I would actually prefer to play this game when I'm actually trading and in real-time...anyway, I guess we can see how this week plays out at least...
poc ,vwap, and correlations are not systems in of themselves. anyone that uses a system solely based on their( poc, vwap, correlations) relationship to price, will find it very difficult to be consistently profitable. this is the giant point i am trying to make.
fact is, markets are inextricably correlated. the degree to which they are correlated varies, based on the inherent stress that exists in the market eco-system. cross-asset relationships are dynamic i.e., in a constant state of flux, not only based on the co-directionality of the moves, but also based on the magnitude of the moves. my interpretation of these relationships provides a multi-variate input which not only aids in providing a forward-looking view and the necessary feedback for confirmation or refutation of the move, but also as a method for either adding risk and potential greater profit or a mitigation of risk through diversification.
There is zero doubt that you are consistently profitable using your "system". I honestly have not seen a single other person on this forum able to replicate this consistency using inter-market relationships, and you have been showing them "how" for years now. There are probably a decent amount of people parroting your trades, but unfortunately, I think that leads to a lot of parroting in general. I don't know how many times I've heard "Yen looks strong" or "xxx is diverging" without any specific quantitative method of assessing the situation or arriving at a go/nogo decision, and where that decision should be effected.

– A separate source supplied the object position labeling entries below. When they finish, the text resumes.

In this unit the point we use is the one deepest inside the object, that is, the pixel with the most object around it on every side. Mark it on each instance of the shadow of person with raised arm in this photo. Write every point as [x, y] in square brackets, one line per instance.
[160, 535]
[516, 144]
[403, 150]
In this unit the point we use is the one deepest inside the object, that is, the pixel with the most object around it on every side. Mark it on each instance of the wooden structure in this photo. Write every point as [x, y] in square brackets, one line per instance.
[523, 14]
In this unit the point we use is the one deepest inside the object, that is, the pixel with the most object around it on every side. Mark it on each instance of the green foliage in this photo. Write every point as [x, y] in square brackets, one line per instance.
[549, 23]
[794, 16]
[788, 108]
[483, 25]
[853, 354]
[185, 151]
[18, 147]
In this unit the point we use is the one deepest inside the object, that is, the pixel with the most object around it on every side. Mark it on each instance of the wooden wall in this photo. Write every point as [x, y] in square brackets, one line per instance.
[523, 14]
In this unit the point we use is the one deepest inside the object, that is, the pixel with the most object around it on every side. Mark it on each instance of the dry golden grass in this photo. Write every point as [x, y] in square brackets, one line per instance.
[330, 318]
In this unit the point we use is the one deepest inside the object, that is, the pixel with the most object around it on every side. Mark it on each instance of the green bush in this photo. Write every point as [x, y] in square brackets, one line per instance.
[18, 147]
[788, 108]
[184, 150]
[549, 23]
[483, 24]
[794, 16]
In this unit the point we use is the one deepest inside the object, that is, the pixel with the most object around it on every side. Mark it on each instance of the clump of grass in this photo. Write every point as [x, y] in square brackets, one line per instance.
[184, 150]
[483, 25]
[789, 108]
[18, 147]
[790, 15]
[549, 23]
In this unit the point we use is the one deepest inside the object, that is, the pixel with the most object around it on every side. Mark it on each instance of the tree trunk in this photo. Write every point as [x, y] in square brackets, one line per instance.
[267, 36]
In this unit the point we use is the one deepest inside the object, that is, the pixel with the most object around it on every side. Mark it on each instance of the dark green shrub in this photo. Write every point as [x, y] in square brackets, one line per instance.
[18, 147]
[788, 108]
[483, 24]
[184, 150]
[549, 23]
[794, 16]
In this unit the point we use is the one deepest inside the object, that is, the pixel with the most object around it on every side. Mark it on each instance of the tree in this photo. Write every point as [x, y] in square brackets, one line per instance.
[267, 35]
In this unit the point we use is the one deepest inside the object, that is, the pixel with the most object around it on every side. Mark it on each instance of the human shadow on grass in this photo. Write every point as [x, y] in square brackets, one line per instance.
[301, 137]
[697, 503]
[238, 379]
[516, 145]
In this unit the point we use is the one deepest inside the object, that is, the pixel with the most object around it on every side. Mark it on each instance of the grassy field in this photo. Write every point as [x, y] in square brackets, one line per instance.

I am inclined to believe you that money flow drives price because that makes sense. I also think it is EXCEEDINGLY difficult to truly understand how the money is actually flowing AND to translate it into actionable signals, especially in the short term. Maybe after 30 years of watching the market, but I don't have that much time to wait. You are the only person I have seen do that consistently and I'm still not really sure how you do it, and apparently, neither are most others. At any rate, I don't think that inter-market relationships and fibs are really at odds. For me, its possible that money flow can be the why, and fibs can be the how. They can work at different levels. There are still things about fibs that I haven't figured out. But I've seen price respect them enough that I cannot ignore them.